Don’t village mayors have rights as government employees too
Interesting reading your editorial on the Prime Minister and comments about Samoa being a dictatorship.
There are varying degrees of dictatorship and there are different types of dictators, the latter including Idi Amin, Mugabe and Saddam.
Closer to home Bainimarama has, at times, been given that label because of his actions in limiting freedoms (of various description) in Fiji.
In our case, the P.M’s actions have caused divided opinions between those who support them and others, including the overseas contributors, who have lambasted the P.M. for name calling.
Your stance on this issue depends on what you think about the different components of what happened; the actions by Luatuanuu’s youths, name calling by the P.M., the response by the police, the village’s response to the name calling, and lastly, the sacking of the village mayor.
My letter focuses on the sacking.
What intrigues me is the acceptance by pulenuu’s of their fate once they have been sacked. From memory, I am not aware of one sacked village mayor threatening to take the government to court over unfair dismissal.
If the village mayors are employees of the government, what rights do they have as employees and where are these rights articulated?
Is there an employment contract between the government and the mayors which stipulates acceptable behaviours and those which are deemed to be sackable offences?
If there is such a list, it would be good for the public to know about it. Just like the case of the cohabiting members of the Samoan police force who are not allowed to work together in the department.
In that instance, this condition of employment has been clearly spelt out by the P.M., and now we know.
If village mayors are employees of the government, don’t they have a right to be told what their unacceptable behaviour leading to dismissal?
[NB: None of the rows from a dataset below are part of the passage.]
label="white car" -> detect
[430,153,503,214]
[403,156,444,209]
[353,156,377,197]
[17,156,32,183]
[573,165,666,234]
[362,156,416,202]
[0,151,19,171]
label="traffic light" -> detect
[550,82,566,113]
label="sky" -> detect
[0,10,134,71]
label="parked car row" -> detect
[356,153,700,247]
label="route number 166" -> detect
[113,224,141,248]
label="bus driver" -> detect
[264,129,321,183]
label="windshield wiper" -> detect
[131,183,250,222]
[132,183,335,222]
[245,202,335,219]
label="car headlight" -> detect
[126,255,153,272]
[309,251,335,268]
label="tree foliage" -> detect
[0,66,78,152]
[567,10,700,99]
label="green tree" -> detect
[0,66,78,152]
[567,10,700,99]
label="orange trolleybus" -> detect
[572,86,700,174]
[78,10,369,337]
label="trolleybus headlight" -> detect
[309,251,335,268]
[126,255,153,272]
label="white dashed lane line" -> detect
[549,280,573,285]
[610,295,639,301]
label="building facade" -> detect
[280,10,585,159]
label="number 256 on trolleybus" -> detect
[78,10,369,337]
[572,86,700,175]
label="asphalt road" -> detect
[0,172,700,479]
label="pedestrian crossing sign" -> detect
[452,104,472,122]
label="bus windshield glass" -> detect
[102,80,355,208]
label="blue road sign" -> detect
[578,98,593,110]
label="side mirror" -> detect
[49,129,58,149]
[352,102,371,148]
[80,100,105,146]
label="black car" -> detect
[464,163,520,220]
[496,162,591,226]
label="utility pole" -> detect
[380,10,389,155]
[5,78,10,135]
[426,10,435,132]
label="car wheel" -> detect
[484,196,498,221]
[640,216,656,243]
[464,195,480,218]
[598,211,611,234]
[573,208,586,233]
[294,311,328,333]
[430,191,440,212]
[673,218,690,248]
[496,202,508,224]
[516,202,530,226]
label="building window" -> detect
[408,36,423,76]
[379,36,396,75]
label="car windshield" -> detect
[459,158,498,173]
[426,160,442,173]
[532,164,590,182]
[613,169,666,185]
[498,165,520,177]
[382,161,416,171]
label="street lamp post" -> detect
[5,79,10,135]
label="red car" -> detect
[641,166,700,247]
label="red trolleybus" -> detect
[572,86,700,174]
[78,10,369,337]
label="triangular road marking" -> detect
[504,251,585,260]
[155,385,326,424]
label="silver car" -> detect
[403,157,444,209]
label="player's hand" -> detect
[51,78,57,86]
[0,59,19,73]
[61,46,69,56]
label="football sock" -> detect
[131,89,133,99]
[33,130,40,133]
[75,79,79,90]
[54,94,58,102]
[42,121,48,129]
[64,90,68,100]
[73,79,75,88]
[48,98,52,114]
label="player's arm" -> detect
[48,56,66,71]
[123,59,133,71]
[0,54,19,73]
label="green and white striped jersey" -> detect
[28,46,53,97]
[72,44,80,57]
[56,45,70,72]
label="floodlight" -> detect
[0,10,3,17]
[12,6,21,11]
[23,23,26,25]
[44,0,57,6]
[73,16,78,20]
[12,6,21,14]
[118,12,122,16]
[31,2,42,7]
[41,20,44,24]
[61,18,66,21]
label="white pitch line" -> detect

I know that a non performing public servant, a government employees, goes through a lengthy process involving performance reviews, etc, etc, before he/she is given the boot.
That process appears not to be followed here and I am interested to know why not. Where is the due process in this sacking or has it been followed and I have no idea what it is?
I have asked my mates at the makeki and their responses range from the serious (I don’t know) to the most popular one (e pule lava sikafuge ile la o loga va’a). Can somebody please enlighten me on this?